古いものを見つけたよ

映画前篇を見た頃には書いてあったのに、ずっと忘れていたブツを発見しました。
鶫O畑です。

「あー、ええと……デスノートもかなり巻数増えてきましたよね」
「そうですねえ」
「じゃあ……最近昼メロで面白いのとかありましたか?」
「云ったところでどーせ知らないでしょ」
 O畑が何と云って会話を始めたらいいのか迷いながらようやく口にした発言は、鶫によって次々と軽くあしらわれた。
 O畑は戸惑ったが、今日会うことを提案したのはO畑の方だったので、いつものように黙ってしまう訳にはいかなかった。今日は鶫に相談があってわざわざ呼び出したのだ。
「あの、実は」
「巻数が多くなるのは別に構わないんですけどね、」
「あ、はい」
 O畑には時間的な余裕がない。原稿は常に彼に週七日の作業を要求するのだから。鶫が話しだしたら鶫の気の済むまで話させないと面倒なのだが、そもそもO畑には鶫の話をいちいち聞いているような時間さえなかった。
 ここは本題について発言するべきなのだろうか。O畑は一瞬迷ったが、自分から呼び付けたからには相手を優先するべきだと思い直した。そんなO畑の内心には全く構わず鶫は話を続けている。

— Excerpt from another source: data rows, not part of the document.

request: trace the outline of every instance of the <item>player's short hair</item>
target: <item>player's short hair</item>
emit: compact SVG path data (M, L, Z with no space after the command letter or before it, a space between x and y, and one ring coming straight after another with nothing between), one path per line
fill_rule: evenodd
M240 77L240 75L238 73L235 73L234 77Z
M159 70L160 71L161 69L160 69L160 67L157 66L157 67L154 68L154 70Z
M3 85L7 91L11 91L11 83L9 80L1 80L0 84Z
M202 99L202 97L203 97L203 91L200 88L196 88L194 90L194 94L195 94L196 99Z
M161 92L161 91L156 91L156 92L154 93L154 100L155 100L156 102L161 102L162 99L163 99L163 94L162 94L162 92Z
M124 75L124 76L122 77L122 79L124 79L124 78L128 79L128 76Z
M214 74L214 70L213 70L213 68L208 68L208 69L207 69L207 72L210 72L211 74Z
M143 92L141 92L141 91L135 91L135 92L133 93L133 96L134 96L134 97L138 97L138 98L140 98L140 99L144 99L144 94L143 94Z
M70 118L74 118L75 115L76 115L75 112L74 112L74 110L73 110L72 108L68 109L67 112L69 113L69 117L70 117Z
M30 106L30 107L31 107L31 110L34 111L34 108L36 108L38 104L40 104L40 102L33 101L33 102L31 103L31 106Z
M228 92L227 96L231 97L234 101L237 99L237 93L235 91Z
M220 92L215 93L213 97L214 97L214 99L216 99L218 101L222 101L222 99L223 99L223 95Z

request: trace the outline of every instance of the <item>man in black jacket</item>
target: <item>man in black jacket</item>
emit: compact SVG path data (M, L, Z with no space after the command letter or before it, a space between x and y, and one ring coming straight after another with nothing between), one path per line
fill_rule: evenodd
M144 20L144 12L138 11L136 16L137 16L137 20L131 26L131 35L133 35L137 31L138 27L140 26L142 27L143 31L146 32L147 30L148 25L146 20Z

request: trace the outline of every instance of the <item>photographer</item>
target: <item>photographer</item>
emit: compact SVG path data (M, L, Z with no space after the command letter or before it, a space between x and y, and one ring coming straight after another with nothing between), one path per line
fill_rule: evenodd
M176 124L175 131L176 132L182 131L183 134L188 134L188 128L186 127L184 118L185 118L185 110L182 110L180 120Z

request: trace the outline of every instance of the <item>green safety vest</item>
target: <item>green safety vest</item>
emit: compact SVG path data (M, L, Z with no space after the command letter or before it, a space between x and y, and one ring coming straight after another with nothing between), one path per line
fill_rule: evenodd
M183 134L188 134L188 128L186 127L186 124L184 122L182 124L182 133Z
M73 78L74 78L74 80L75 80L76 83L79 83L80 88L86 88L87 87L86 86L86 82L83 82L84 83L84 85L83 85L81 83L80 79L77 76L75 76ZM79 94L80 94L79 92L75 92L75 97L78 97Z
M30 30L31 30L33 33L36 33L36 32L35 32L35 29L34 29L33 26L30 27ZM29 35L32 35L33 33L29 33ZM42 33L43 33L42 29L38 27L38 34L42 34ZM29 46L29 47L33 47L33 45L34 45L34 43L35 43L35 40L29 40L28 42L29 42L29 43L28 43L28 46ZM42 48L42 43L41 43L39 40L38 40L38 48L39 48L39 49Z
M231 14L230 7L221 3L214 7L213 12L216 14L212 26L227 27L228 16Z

「でも毎回How to Useを考えるのが面倒なんですよ。」
「はあ……」
「だって毎巻違うのを考えないといけないっていうのが面倒じゃないですか。そんなに沢山ルールは必要じゃないし」
「それはそうですね」
「O畑先生もそう思いますよねえ?」
「はあ」
「How to Use減らしたらデスノートの今までの体裁が崩れるでしょう、O畑先生だってその分あいたページの穴埋めに仕事増えますよ、そしたら困っちゃいますよー。ね?」
「そうなったら……確かに困ります」
 時間がないので、とO畑は続けようとするが鶫は気付かなかったようだ。
「ですよねー。と云うことで先生、今後は先生がHow to Useを書いてください」
「……はい?」
「だからほら、やめる訳にはいかないし。私は手があいてないし。もうY田には話通してありますから、先生よろしく」
 にこにこと愛想よく微笑み、鶫は漸くテーブルに乗り出していた身体を引いて椅子に凭れた。

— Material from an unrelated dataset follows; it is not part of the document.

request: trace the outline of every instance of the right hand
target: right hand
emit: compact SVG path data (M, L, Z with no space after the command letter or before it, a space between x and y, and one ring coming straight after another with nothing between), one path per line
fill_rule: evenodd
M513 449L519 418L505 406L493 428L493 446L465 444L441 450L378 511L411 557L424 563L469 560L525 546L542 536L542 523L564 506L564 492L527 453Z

「あーよかった先生に引き受けて戴けて。助かりましたほんと」
「あの……申し訳ないんですが」
「……そうでなければ巻数減らすためにいっそ連載終わらせようかと思ってたんです」
「え」
 鶫は世間話でもするようにごく軽い調子で続けた。
「だって面倒もいいとこじゃないですか、やってられませんよあんなの」
「で、でも」
「じゃあ先生宜しくお願いしますね。あ、ここは払っておきますからごゆっくり。私もこれでなかなか忙しくて。これから友人と待ち合わせてギャラリーに行くんですよ」
 それは忙しくない。しかも了承もしていない。だが鶫はO畑に反駁の余地すら与えず一陣の風のように去った。仕事内容が多忙を極めるので何とかして欲しいというO畑のささやかな望みは、叶えられるところからはあまりにも遠かった。